Linode Forum
Linode Community Forums
 FAQFAQ    SearchSearch    MembersMembers      Register Register 
 LoginLogin [ Anonymous ] 
Post new topic  Reply to topic
Author Message
PostPosted: Thu Jun 17, 2010 1:53 pm 
Offline
Senior Newbie

Joined: Thu Jun 17, 2010 1:10 pm
Posts: 16
Website: http://www.nerdkits.com/
Hi all,

I'm currently bouncing between kernel versions because over the last few weeks, I haven't found one that is issue-free for me.

2.6.33-linode24: The best of the bunch, but twice now the time has "frozen", stopping all CPU timers, cronjobs, etc. This may be fixed now thanks to some advice from the Linode staff (relates to Xen and clocksources), but it's very hard to tell because it only happened somewhat randomly, and only after 10-15 days of uptime. Probably the most frustrating kind of bug -- intermittent, non-reproducible, and totally fatal! (Nevertheless, this is the kernel that I'm sticking with at the moment.)

2.6.32.12-linode25: Every few hours -- seemingly randomly and uncorrelated to cronjobs or external load -- we'd see a huge spike in load average up to 30-40 or so, just for a few seconds, but enough to set off our monitoring software and for the server to be barely responsive to other tasks for 30 to 60 seconds or so. No noticable spikes on any of the Linode graphs during these events.

2.6.35-rc3: My latest attempt was to compile a custom kernel, stock from kernel.org, using the .config file from http://linode.com/src/2.6.32.12-linode25.tar.bz2 as my starting point. Thanks to the excellent article "Running Custom Kernels with PV-GRUB", I had no problem compiling the kernel and getting it started.

Everything seems to run great on 2.6.35-rc3, including the web server (lighttpd), database (mysql), e-mail (qmail), asterisk, etc... with one major exception: my Python Django FastCGI processes will run, but will only seem to take one or two requests from lighttpd. After that, lighttpd continues to try to pass them requests (via tcp localhost:3303), but there's no answer. In the lighttpd logs, I get:

"establishing connection failed: Connection timed out socket: tcp:127.0.0.1:3303"

The python processes continue running and don't seem to use any CPU.

Since the userland was *exactly* the same, and only the kernel was changing, my only thought so far was that it might be firewall related (arno-iptables-firewall). However, I tried disabling the firewall entirely, but still had identical results!

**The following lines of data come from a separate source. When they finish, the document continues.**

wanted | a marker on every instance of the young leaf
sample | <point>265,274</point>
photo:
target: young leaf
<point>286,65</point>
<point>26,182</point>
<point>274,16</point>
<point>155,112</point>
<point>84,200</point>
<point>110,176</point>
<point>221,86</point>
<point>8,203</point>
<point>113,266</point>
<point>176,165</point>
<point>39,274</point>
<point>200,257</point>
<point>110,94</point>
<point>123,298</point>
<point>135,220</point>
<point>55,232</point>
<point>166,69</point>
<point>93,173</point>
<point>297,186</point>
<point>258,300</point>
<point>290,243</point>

Any ideas / clues? Hoping to make the custom kernel work. Why would this one piece out of everything be affected so dramatically by a new kernel? Thanks in advance!

Mike


Top
   
 Post subject:
PostPosted: Thu Jun 17, 2010 2:34 pm 
Offline
Senior Member

Joined: Sun Mar 07, 2010 7:47 pm
Posts: 1970
Website: http://www.rwky.net
Location: Earth
Re: 2.6.33-linode24 had the same issue

Re: 2.6.32.12-linode25 I had a different issue for me nginx under this kernel had page faults

So what I've done is gone the custom kernel route, I'm using ubuntu 9.10 with the 2.6.31-307-ec2 kernel and I have no problems.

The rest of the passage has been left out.